Monday, January 12, 2004

Jessica said, in a comment below,
I keep waiting on a unified, nifty box set for Utena. I want it to be horribly, titty pink, like the Barbie color. It'd be great if it had glittery sparkles on it, too, or maybe that metallic overlay stuff.

Barbie is, at best, a secondary market for the doll-fancier version of the drag queen. Its primary market is still prepubescent little girls. I thought that the early marketing by CPM of Utena was too pink-innocent-girlie in the first place. (I thought that they should have tried aiming it at the Zena Warrior Princess crowd, even though that market was a tad butch for Utena) The new DVDs have a much more neutral affect, and I think that's for the best. Having finished watching the DVDs, I now recognize that I was overstating Utena's transgressiveness, but that doesn't mean that it isn't still too mature for the pink-preteen-girly-squeal! demographic that a pink-heavy box would appeal to.

[Jesus, could I possibly squeeze more bad grammar into a paragraph than the above example? If any of my grade-school English teachers are dead, they're rolling in their graves e'en now.]

Anyways, my impression from the first time I watched Utena through, was that the show morphed from a slightly racy, eccentric magical girl show into something a great deal darker and polymorphously freaky. To a certain extent, that was an artifact of shock and projection. Now that I've seen the show through for a second time, I recognize that it's not quite as wild as I thought it was. Yes, the symbolism is still there, but then there's symbolism and subtext in all sorts of otherwise-whitebread material. Utena just made more of a deal about it in the actual text itself, and then hammered home the point with a lot of silly gratuitous bishounen beefcake which, upon reviewing, was closer to Tiger Beat than Playgirl.

That being said, we are talking about a show whose themes are the incest taboo and gender roles. Gender roles by itself isn't anything to get excited about. But Utena's sister-complex freakout take on gender roleplaying results in some damnably hinky material. It's a rare teen-audience-show in which the explicitly homosexual elements are the least transgressive and disturbing, but Utena manages to do it.

Of course, Utena's wilful trampling of the distinctions between homosocial and homosexual norms is nothing new to anyone who might have encountered any amount of fanfiction, so maybe I'm being a bit blasé here. Shock of the new and all that. But the rampant incest-romance elements – Akio-Anthy, and their two precursor-echos, Miki & his sister Kaori, and Touga & Nanami – seem to put that issue firmly in the fore. Furthermore, the mythology of the Prince, a world of princesses and the witch-sibling seems to place the incest taboo at the heart of heterosexual romance, which is a damned strange way to look at the world, if you ask me. Looking at the ending in that light, it seems to suggest that homosexual romance is a broken solution to the sibling-incest-taboo problem.

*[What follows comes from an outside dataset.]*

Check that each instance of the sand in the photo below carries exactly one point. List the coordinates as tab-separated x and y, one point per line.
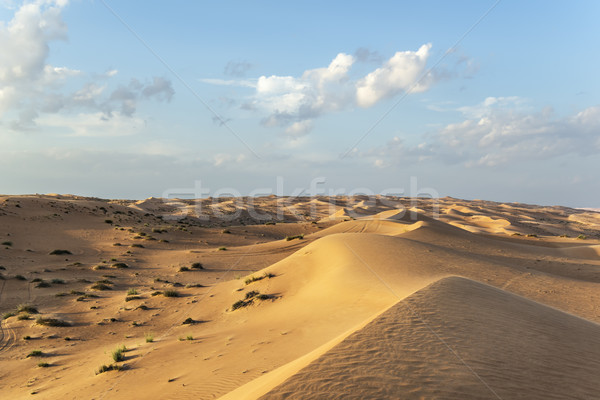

Now, don't get me wrong. It's a brilliantly written and executed demonstration of this thesis. It's the theme itself that strikes me as bashit crazy. It's a solution in search of a problem. Of course, this could be my cultural conditioning speaking. Many anime and manga creators seem to be much more obsessed with the sibling incest taboo than your average American artist. Americans would seem to care more about the parental incest taboo. I don't think I've seen anything on that subject from any anime or manga creator outside of outright pornography, come to think of it.